Improving AI’s Ability to Identify Students Who Need Help
Researchers have designed an artificial intelligence (AI) model that is better able to predict how much students are learning in educational games. The improved model makes use of an AI training concept called multi-task learning, and could be used to improve both instruction and learning outcomes.
Multi-task learning is an approach in which one model is asked to perform multiple tasks.
“In our case, we wanted the model to be able to predict whether a student would answer each question on a test correctly, based on the student’s behavior while playing an educational game called Crystal Island,” says Jonathan Rowe, co-author of a paper on the work and a research scientist in North Carolina State University’s Center for Educational Informatics (CEI).
“The standard approach for solving this problem looks only at overall test score, viewing the test as one task,” Rowe says. “In the context of our multi-task learning framework, the model has 17 tasks – because the test has 17 questions.”
The researchers had gameplay and testing data from 181 students. The AI could look at each student’s gameplay and at how each student answered Question 1 on the test. By identifying common behaviors of students who answered Question 1 correctly, and common behaviors of students who got Question 1 wrong, the AI could determine how a new student would answer Question 1.
This function is performed for every question at the same time; the gameplay being reviewed for a given student is the same, but the AI looks at that behavior in the context of Question 2, Question 3, and so on.
And this multi-task approach made a difference. The researchers found that the multi-task model was about 10 percent more accurate than other models that relied on conventional AI training methods.
“We envision this type of model being used in a couple of ways that can benefit students,” says Michael Geden, first author of the paper and a postdoctoral researcher at NC State. “It could be used to notify teachers when a student’s gameplay suggests the student may need additional instruction. It could also be used to facilitate adaptive gameplay features in the game itself. For example, altering a storyline in order to revisit the concepts that a student is struggling with.
“Psychology has long recognized that different questions have different values,” Geden says. “Our work here takes an interdisciplinary approach that marries this aspect of psychology with deep learning and machine learning approaches to AI.”

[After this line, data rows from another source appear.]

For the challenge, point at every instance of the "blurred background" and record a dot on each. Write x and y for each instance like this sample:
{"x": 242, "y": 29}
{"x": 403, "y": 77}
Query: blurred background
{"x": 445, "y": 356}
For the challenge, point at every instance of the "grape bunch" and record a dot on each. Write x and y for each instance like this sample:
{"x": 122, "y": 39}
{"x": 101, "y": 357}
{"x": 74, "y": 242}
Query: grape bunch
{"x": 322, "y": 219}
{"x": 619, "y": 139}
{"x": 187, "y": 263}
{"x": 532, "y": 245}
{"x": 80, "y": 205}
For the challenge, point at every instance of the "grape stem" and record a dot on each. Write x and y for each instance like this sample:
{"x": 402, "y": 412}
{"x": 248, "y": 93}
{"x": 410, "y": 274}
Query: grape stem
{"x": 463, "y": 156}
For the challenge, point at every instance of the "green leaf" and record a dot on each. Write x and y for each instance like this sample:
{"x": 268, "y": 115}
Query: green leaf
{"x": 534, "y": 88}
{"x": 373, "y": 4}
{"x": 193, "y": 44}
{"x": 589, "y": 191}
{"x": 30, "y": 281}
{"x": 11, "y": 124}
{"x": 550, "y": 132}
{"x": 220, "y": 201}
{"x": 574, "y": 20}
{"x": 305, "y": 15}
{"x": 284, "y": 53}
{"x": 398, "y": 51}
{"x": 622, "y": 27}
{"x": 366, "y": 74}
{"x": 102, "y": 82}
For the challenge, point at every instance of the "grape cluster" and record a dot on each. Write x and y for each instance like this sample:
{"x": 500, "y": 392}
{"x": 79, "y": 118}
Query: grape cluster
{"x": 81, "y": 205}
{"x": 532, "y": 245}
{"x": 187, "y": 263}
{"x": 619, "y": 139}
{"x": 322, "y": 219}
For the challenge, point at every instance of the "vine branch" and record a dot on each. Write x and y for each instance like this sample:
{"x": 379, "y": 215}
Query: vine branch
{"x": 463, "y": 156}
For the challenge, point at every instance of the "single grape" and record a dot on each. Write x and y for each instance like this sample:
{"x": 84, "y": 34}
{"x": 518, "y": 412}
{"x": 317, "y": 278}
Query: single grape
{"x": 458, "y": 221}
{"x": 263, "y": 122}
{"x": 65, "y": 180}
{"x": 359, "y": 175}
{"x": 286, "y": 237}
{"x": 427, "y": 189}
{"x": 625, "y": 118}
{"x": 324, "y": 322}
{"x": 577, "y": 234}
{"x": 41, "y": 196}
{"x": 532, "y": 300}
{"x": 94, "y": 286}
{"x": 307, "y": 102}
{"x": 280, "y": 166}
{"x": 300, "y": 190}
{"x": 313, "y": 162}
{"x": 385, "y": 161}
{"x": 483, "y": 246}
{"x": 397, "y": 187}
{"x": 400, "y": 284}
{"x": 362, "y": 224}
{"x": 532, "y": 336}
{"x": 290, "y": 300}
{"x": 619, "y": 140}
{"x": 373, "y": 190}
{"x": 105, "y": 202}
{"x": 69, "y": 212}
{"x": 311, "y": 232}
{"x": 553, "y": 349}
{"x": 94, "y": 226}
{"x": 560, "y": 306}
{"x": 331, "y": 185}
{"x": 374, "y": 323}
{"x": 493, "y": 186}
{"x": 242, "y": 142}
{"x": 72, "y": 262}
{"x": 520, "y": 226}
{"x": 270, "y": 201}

“This also opens the door to incorporating more complex modeling techniques into educational software – particularly educational software that adapts to the needs of the student,” says Andrew Emerson, co-author of the paper and a Ph.D. student at NC State.
The paper, “Predictive Student Modeling in Educational Games with Multi-Task Learning,” will be presented at the 34th AAAI Conference on Artificial Intelligence, being held Feb. 7-12 in New York, N.Y. The paper was co-authored by James Lester, Distinguished University Professor of Computer Science and director of CEI at NC State; and by Roger Azevedo of the University of Central Florida.
The work was done with support from the National Science Foundation, under grant DRL-1661202; and from the Social Sciences and Humanities Research Council of Canada, under grant SSHRC 895-2011-1006.
Note to Editors: The study abstract follows.
“Predictive Student Modeling in Educational Games with Multi-Task Learning”
Authors: Michael Geden, Andrew Emerson, Jonathan Rowe and James Lester, North Carolina State University; Roger Azevedo, University of Central Florida
Presented: Feb. 7-12 at the 34th AAAI Conference on Artificial Intelligence in New York, N.Y.
Abstract: Modeling student knowledge is critical in adaptive learning environments. Predictive student modeling enables formative assessment of student knowledge and skills, and it drives personalized support to create learning experiences that are both effective and engaging. Traditional approaches to predictive student modeling utilize features extracted from students’ interaction trace data to predict student test performance, aggregating student test performance as a single output label. We reformulate predictive student modeling as a multi-task learning problem, modeling questions from student test data as distinct “tasks.” We demonstrate the effectiveness of this approach by utilizing student data from a series of laboratory-based and classroom-based studies conducted with a game-based learning environment for microbiology education, Crystal Island. Using sequential representations of student gameplay, results show that multi-task stacked LSTMs with residual connections significantly outperform baseline models that do not use the multi-task formulation. Additionally, the accuracy of predictive student models is improved as the number of tasks increases. These findings have significant implications for the design and development of predictive student models in adaptive learning environments.